Republicans are also pushing for legislation that prevents the expiring emergency lending programs, or anything remotely similar to them, from being created in the future. Toomey has said even under the language he is pushing the Fed’s emergency lending powers “remain on the books” and that the door would still be open for Congress to approve entirely different programs “if in the future, some dire emergency occurs.”
That argument was denounced by Democrats, who say the plan slashes the Fed’s broader authority, and undermines the ability of the central bank and incoming Biden administration to fight future crises. Sen. Brian Schatz, D-Hawaii, on Twitter blasted the move as a last-minute intervention and “the reason we don’t have a deal.”

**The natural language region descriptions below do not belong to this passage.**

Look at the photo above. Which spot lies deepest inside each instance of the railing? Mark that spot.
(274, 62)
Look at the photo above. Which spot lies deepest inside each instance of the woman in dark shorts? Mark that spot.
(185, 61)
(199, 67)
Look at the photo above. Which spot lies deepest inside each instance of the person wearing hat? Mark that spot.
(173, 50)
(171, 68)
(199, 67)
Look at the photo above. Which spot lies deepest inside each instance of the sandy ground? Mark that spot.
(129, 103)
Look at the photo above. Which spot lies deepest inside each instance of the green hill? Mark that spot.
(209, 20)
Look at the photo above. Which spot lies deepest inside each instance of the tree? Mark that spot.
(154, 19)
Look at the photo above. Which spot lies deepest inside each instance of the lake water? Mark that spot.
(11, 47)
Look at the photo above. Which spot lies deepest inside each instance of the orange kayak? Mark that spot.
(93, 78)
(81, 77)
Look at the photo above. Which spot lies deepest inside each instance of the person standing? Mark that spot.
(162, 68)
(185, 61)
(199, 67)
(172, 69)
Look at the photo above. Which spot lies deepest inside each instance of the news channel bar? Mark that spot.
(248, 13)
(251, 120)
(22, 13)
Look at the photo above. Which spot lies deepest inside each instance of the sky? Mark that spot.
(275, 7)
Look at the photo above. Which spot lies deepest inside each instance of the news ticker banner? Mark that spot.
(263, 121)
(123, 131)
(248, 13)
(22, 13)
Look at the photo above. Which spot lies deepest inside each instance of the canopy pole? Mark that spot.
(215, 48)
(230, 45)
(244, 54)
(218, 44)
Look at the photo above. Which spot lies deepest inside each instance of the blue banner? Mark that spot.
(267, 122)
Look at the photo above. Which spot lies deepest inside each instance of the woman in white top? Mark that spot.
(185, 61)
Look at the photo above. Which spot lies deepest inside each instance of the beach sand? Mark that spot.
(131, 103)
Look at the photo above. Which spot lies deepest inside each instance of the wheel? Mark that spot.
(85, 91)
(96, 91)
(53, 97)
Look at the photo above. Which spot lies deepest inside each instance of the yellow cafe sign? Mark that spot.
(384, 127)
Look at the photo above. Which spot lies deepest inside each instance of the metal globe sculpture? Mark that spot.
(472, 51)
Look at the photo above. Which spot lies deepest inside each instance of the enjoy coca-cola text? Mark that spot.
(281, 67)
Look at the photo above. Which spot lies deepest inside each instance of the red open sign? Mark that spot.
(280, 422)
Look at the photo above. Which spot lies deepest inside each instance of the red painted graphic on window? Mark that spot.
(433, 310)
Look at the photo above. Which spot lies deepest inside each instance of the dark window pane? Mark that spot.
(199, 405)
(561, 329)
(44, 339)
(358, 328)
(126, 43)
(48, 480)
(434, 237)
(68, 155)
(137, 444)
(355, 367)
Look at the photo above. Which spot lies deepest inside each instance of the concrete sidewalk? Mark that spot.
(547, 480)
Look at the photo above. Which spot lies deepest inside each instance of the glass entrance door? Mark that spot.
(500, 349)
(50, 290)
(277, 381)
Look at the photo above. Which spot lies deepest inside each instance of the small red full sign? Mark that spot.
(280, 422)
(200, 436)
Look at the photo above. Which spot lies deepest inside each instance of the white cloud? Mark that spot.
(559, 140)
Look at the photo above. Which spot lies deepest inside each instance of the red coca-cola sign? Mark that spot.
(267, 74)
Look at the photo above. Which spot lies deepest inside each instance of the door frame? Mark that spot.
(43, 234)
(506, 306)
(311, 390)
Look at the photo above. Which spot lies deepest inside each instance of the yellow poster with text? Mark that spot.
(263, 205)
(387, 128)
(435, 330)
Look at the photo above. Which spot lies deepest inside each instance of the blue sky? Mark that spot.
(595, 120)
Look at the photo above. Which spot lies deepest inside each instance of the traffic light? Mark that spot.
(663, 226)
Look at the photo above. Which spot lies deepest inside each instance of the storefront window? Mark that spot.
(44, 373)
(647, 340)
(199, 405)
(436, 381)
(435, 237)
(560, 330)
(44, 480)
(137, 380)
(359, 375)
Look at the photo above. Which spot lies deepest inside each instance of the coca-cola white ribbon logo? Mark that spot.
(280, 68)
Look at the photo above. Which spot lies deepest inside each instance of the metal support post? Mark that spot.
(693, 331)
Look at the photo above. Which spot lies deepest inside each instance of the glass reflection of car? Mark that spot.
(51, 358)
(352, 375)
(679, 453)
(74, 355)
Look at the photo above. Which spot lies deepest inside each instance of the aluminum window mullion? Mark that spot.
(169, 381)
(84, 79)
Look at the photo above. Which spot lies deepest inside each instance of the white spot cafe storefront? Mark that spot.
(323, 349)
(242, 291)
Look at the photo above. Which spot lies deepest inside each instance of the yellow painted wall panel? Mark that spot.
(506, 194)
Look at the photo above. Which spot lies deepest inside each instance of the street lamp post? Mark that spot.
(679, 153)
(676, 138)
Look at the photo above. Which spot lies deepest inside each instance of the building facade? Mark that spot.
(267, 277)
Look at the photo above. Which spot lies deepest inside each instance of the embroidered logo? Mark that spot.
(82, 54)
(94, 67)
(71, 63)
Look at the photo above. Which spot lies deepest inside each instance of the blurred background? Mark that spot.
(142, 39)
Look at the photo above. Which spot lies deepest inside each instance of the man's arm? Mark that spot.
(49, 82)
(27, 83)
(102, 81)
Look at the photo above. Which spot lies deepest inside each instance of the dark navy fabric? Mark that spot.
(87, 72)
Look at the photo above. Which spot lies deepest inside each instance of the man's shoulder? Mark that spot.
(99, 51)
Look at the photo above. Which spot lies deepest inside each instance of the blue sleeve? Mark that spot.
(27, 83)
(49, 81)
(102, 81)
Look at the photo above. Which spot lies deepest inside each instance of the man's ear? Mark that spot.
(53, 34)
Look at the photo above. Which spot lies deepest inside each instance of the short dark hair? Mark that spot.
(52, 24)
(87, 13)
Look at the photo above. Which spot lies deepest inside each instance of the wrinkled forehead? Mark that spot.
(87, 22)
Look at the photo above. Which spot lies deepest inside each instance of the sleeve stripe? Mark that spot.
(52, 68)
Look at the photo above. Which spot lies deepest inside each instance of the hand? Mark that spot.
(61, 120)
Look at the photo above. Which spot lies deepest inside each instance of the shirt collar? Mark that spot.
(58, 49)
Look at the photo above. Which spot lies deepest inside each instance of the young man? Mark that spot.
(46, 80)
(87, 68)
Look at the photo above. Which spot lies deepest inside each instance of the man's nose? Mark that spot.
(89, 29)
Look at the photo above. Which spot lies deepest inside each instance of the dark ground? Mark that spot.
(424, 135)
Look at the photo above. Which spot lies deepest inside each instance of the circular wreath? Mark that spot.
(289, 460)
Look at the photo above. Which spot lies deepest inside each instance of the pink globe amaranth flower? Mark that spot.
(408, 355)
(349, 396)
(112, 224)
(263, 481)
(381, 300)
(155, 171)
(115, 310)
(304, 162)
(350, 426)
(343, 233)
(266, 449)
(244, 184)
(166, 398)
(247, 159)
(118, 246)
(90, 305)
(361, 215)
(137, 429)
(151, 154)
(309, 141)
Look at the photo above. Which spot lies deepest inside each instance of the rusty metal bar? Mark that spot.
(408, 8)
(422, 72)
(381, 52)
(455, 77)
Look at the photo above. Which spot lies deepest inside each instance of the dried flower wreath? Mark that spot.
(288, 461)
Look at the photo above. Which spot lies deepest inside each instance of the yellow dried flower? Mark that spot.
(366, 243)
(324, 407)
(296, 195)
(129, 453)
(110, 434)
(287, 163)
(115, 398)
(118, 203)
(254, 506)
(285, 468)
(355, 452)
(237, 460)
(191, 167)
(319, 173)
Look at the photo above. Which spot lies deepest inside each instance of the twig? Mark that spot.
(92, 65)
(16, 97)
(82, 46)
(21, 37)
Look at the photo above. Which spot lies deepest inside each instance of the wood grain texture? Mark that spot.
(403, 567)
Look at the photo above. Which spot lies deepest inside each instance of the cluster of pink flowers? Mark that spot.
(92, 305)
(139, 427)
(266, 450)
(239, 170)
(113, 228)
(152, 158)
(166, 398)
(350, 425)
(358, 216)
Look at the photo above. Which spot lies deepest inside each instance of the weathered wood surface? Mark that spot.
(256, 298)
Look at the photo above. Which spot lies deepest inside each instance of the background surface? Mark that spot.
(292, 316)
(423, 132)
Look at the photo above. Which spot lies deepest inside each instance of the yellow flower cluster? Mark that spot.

“These authorities should be maintained to allow for the Federal Reserve to act to prevent hardship to families across the country,” Sen. Michael Bennet, D-Colo., said in a statement. “If ever there is a time to put politics aside and do the right thing, it should be in the middle of a pandemic and corresponding economic crisis.”
Lawmakers are also arguing over how to structure unemployment benefits in the final plan. Republican negotiators are also seeking to include language that would gradually phase out the benefits over time, according to three people granted anonymity to share details of internal negotiations. Democratic lawmakers believe the measure is designed to avert a cliff in which unemployment benefits suddenly expire for millions, which would put pressure on Congress to pass an extension in benefits.